We are almost six month into 2024, and this year has already been transformative for IT and cyber security law and regulation in Bermuda.
And all of those developments continue a recent and robust trend of IT and cyber law reform in Bermuda.
On 22 January 2024, the Bermuda Monetary Authority’s ( BMA ) 2024 Business Plan confirmed its continuing focus on cyber risk supervision, its interest in considering how AI will impact financial services, and its commitment to its IT Strategy: Vision 2025.
As well, the BMA has made clear the real connection that exists between IT and cyber operational risk, outsourcing transactions, business continuity planning and data protection across the critical infrastructure that the BMA regulates.
Recently, the Computer Misuse Act 2024 was introduced by the Bermuda Government to provide enhanced legal weapons to fight cybercrime. Heavily based on UK law for those matters, the new Act replaces Bermuda’s previous 1996 statute of the same name and is intended to reflect international best practices to address both computing innovations and to greatly enhance penalties.

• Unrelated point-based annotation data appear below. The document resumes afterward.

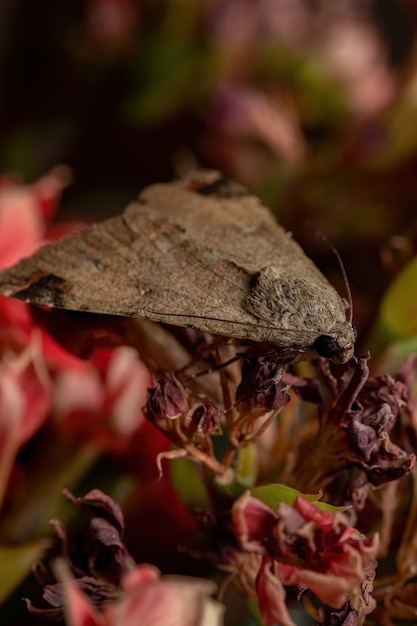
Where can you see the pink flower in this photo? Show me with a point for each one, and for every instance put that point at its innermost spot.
(23, 209)
(25, 395)
(103, 398)
(146, 598)
(305, 546)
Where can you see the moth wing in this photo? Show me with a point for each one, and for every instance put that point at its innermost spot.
(180, 256)
(143, 267)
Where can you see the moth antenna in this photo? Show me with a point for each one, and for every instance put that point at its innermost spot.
(342, 270)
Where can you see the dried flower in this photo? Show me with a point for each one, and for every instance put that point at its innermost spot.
(304, 546)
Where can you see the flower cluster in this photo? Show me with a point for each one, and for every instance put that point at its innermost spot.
(108, 588)
(73, 388)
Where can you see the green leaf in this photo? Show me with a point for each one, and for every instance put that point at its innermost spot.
(16, 563)
(187, 481)
(273, 495)
(397, 322)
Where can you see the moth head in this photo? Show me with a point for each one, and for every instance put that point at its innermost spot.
(338, 346)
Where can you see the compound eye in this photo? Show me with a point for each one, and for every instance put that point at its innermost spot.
(326, 347)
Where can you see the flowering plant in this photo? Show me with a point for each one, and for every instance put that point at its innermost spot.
(236, 481)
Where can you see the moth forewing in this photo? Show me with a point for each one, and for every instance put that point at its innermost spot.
(200, 252)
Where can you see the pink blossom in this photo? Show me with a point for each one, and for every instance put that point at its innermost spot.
(312, 549)
(103, 398)
(23, 209)
(146, 598)
(25, 395)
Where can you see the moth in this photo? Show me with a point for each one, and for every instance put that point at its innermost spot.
(202, 253)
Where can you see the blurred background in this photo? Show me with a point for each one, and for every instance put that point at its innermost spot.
(311, 104)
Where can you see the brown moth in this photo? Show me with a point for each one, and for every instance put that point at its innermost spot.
(199, 252)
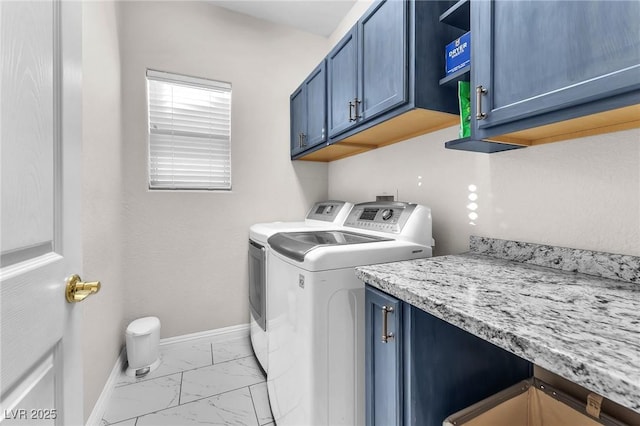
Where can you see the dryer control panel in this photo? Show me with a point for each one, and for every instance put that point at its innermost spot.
(380, 216)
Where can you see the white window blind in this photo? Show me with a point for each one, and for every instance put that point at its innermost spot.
(189, 132)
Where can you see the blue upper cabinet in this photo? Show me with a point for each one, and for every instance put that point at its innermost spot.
(383, 79)
(316, 107)
(308, 108)
(342, 63)
(543, 57)
(298, 119)
(549, 71)
(382, 59)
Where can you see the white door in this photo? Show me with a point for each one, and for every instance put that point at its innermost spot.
(40, 130)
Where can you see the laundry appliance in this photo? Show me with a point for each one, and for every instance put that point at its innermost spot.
(325, 214)
(316, 309)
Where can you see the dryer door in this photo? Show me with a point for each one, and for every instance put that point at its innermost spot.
(257, 283)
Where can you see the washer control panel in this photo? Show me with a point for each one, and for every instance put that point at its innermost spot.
(326, 210)
(380, 216)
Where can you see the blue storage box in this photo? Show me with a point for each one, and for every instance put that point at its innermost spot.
(458, 54)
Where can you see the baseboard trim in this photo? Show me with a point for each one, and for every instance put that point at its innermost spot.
(241, 330)
(95, 419)
(234, 331)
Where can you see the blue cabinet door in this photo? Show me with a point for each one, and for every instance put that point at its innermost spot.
(541, 60)
(342, 69)
(383, 359)
(316, 107)
(382, 60)
(448, 369)
(297, 108)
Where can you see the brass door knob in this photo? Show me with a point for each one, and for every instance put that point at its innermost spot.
(77, 290)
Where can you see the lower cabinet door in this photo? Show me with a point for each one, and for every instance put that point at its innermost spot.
(383, 331)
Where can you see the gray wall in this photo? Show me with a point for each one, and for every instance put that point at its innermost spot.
(182, 256)
(102, 219)
(186, 252)
(583, 193)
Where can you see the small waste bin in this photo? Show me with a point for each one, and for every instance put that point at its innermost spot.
(142, 339)
(528, 403)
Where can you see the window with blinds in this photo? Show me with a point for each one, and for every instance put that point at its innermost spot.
(189, 132)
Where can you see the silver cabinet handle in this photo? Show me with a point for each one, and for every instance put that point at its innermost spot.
(357, 102)
(479, 92)
(386, 336)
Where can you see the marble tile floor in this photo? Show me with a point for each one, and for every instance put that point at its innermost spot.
(213, 382)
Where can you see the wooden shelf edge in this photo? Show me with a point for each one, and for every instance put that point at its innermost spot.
(479, 145)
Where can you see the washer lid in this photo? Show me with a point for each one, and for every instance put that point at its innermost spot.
(295, 245)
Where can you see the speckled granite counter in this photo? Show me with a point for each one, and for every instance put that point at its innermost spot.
(585, 328)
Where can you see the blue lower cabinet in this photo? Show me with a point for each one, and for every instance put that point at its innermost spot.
(430, 368)
(383, 358)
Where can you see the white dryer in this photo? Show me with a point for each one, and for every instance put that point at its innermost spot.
(316, 309)
(322, 215)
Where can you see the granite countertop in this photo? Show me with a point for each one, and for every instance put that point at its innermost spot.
(577, 316)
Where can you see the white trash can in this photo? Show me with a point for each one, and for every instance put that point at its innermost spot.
(142, 339)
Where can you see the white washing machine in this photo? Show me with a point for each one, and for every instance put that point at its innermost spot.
(322, 215)
(316, 309)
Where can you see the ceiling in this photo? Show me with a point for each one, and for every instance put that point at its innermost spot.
(319, 17)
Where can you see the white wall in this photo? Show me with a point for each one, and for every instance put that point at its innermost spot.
(583, 193)
(185, 253)
(103, 314)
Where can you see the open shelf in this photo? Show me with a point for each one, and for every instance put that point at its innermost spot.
(458, 15)
(462, 74)
(479, 145)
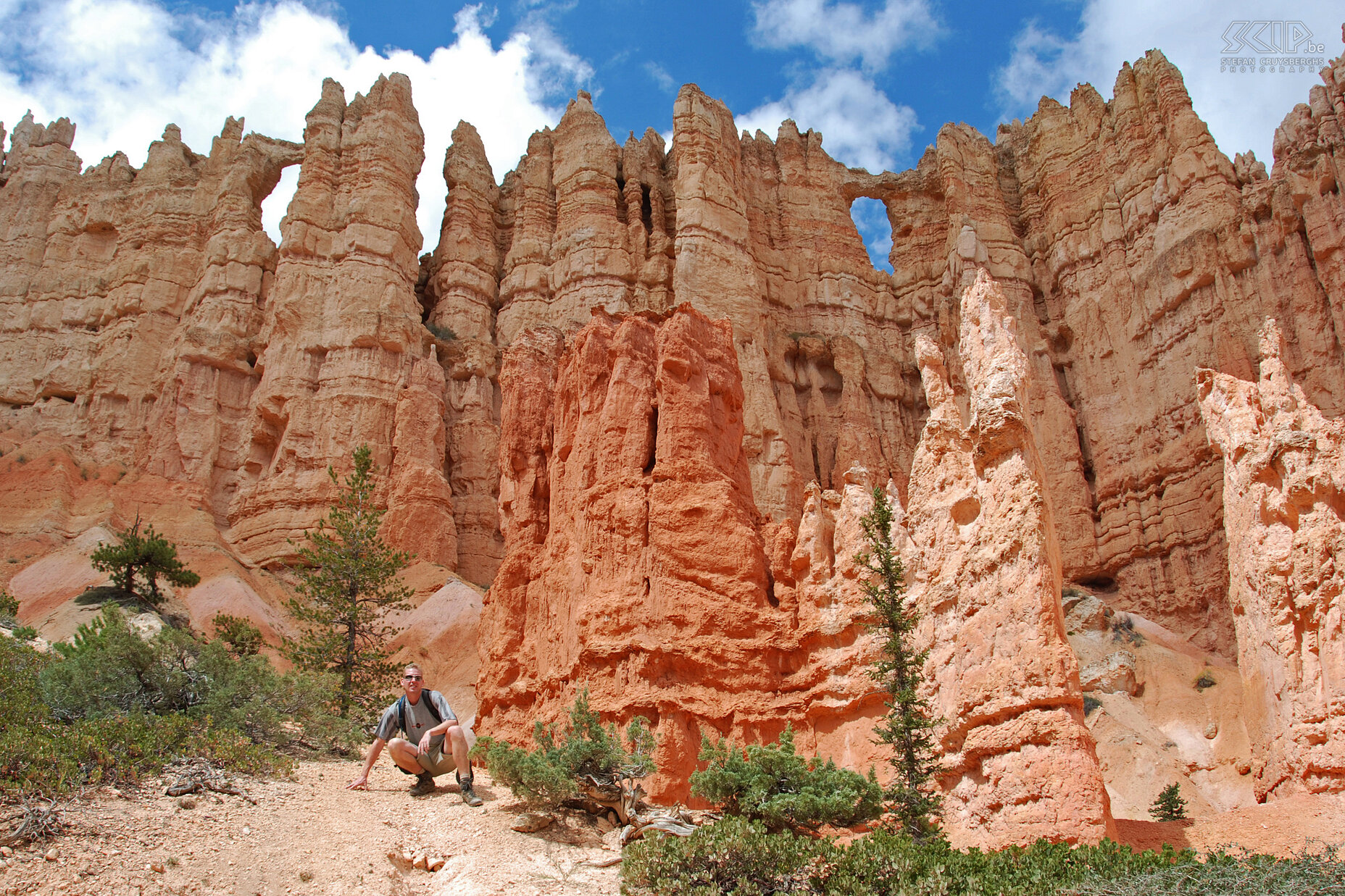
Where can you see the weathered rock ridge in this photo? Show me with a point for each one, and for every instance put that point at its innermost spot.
(589, 301)
(1285, 517)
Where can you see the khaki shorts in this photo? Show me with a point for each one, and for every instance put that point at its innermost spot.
(436, 763)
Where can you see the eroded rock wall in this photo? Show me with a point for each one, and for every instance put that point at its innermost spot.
(1285, 522)
(149, 325)
(985, 574)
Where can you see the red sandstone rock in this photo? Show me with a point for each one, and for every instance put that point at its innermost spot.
(342, 329)
(985, 574)
(149, 323)
(1283, 491)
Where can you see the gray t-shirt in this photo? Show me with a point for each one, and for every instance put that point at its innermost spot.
(417, 720)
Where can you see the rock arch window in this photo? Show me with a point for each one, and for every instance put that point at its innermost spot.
(276, 204)
(870, 219)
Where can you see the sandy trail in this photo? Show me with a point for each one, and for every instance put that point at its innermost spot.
(309, 834)
(312, 836)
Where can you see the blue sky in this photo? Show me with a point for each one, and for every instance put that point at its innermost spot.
(876, 77)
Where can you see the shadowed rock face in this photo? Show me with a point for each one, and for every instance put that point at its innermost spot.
(1283, 508)
(149, 325)
(985, 571)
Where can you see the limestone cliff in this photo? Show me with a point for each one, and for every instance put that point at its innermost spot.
(744, 343)
(985, 574)
(1285, 517)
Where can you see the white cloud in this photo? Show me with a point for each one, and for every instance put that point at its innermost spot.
(861, 127)
(1242, 109)
(870, 219)
(842, 31)
(122, 69)
(661, 77)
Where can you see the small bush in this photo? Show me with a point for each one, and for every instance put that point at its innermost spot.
(441, 332)
(1169, 805)
(111, 707)
(774, 784)
(730, 856)
(549, 775)
(9, 606)
(141, 556)
(109, 669)
(1123, 629)
(1223, 874)
(238, 635)
(42, 755)
(738, 856)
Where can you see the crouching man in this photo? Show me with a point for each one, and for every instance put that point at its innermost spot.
(425, 720)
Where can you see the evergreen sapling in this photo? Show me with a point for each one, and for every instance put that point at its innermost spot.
(347, 583)
(1169, 805)
(908, 727)
(138, 560)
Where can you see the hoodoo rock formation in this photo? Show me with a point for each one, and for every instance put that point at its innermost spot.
(1285, 517)
(644, 389)
(985, 574)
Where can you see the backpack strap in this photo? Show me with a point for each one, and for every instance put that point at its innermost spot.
(429, 704)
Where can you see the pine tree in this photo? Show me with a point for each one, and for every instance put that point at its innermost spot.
(146, 557)
(1169, 806)
(347, 583)
(908, 727)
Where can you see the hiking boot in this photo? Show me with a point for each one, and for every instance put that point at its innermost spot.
(424, 784)
(468, 794)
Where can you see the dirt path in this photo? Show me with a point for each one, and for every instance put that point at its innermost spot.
(312, 836)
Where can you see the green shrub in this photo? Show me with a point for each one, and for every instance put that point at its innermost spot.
(736, 856)
(441, 332)
(1223, 874)
(109, 669)
(774, 784)
(41, 754)
(111, 707)
(9, 606)
(730, 856)
(549, 775)
(238, 635)
(1169, 805)
(141, 556)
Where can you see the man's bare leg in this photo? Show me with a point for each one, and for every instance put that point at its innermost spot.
(457, 742)
(404, 754)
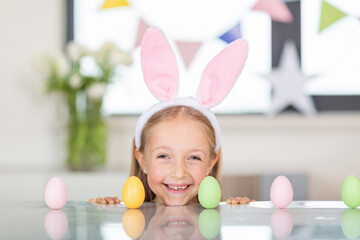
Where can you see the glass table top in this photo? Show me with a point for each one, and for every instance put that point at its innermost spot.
(258, 220)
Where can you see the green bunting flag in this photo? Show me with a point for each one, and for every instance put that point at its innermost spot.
(329, 15)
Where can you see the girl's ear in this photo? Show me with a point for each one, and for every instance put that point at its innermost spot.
(221, 73)
(139, 156)
(159, 66)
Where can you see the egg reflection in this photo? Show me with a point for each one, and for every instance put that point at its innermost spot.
(133, 222)
(281, 223)
(350, 223)
(174, 222)
(56, 224)
(209, 223)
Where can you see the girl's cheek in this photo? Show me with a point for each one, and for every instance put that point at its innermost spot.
(157, 174)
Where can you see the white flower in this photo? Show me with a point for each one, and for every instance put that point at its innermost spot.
(120, 57)
(75, 81)
(96, 91)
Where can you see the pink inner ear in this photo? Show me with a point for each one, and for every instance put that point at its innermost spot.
(159, 65)
(221, 73)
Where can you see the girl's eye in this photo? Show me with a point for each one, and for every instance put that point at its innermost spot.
(162, 156)
(195, 158)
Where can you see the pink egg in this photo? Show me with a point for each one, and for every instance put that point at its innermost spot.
(56, 224)
(281, 223)
(55, 194)
(281, 192)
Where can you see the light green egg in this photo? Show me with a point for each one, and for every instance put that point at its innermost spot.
(209, 192)
(350, 192)
(209, 223)
(350, 223)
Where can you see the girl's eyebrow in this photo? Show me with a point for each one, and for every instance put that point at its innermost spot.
(161, 147)
(169, 148)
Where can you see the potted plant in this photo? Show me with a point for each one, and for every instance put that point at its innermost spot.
(82, 77)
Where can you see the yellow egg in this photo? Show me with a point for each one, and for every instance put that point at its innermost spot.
(133, 222)
(133, 192)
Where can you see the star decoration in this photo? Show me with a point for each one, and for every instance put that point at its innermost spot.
(288, 83)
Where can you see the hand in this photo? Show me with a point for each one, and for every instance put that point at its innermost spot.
(239, 200)
(105, 200)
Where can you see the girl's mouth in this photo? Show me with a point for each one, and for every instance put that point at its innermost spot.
(176, 188)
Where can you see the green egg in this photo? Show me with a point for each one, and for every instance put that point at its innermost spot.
(209, 192)
(350, 192)
(209, 223)
(350, 223)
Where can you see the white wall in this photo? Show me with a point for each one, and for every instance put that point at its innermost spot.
(28, 122)
(32, 124)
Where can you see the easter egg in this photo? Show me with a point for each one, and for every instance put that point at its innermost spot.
(350, 223)
(133, 192)
(55, 194)
(56, 224)
(209, 192)
(281, 223)
(281, 192)
(133, 222)
(350, 192)
(209, 223)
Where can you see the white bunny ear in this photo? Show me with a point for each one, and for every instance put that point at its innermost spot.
(221, 73)
(159, 66)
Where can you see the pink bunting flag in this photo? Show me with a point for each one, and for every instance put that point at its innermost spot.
(277, 10)
(141, 30)
(188, 51)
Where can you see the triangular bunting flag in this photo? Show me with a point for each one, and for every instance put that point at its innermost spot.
(277, 10)
(141, 30)
(329, 15)
(188, 51)
(231, 35)
(114, 3)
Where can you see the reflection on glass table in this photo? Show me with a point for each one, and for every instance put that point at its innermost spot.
(258, 220)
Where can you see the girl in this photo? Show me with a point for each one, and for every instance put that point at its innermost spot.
(177, 141)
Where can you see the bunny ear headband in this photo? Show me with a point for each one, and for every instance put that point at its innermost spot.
(161, 76)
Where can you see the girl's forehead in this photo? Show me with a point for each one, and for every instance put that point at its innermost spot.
(179, 130)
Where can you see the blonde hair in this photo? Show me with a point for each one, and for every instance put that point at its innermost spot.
(165, 115)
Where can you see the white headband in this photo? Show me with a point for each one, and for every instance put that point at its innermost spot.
(161, 76)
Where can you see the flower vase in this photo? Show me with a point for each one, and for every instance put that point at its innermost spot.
(86, 145)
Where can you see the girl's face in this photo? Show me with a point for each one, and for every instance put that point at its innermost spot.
(176, 158)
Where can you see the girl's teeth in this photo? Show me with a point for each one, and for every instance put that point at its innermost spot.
(177, 188)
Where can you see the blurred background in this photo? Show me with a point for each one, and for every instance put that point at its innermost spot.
(72, 90)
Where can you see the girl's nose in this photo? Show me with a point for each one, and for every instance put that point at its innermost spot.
(179, 169)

However, our newest Computer Misuse Act 2024 may not be the final word on computer misuse criminal law reform given the many law reform recommendations that are advanced in UK’s Criminal Law Reform Network’s 2020 report titled “Reforming The Computer Misuse Act 1990”. There may be more to come on that front.
On 31 May, Bermuda’s new Cybersecurity Act 2024 was passed by the House to address the need for the regulatory oversight across numerous essential services and critical infrastructure in Bermuda that the Government will more specifically identify in the weeks ahead.
In passing the Cybersecurity Act, the Government has decided to create a new regulatory regime under Ministerial oversight rather than simply directing existing regulators, like the Bermuda Health Council and the Regulatory Authority, to implement their own models of proportional risk based IT and cybersecurity regulation, which would likely follow the BMA’s very successful formulation, implementation and management of such regulations in recent years.
The end result, however, is expected to be very similar across all essential services and their regulators, even if different proportional risk based security standards, practices and governance requirements are stipulated under that Act. That Act’s implementation process, including the introduction of all such regulatory standards in the weeks to come, is expected to include diligent industry consultation and the responsive consideration by Government toward improving that Act’s relevance and effectiveness.
Finally, as many have been following, Bermuda’s Personal Information Protection Act 2016 ( PIPA ) will come into full force at the end of this year. Indeed, PIPA also includes laws that require IT and cybersecurity safeguards and addresses third party services such as outsourcing, the transfer of personal information overseas, and related data protection duties and responsibilities.
There is no question that the legal landscape of IT and cybersecurity in Bermuda is undergoing transformational change in all of its facets, from the fundamental standards of diligent corporate governance to all of the commercial IT service and outsourcing agreements that every critical infrastructure participant enters into with their affiliates and commercial service providers.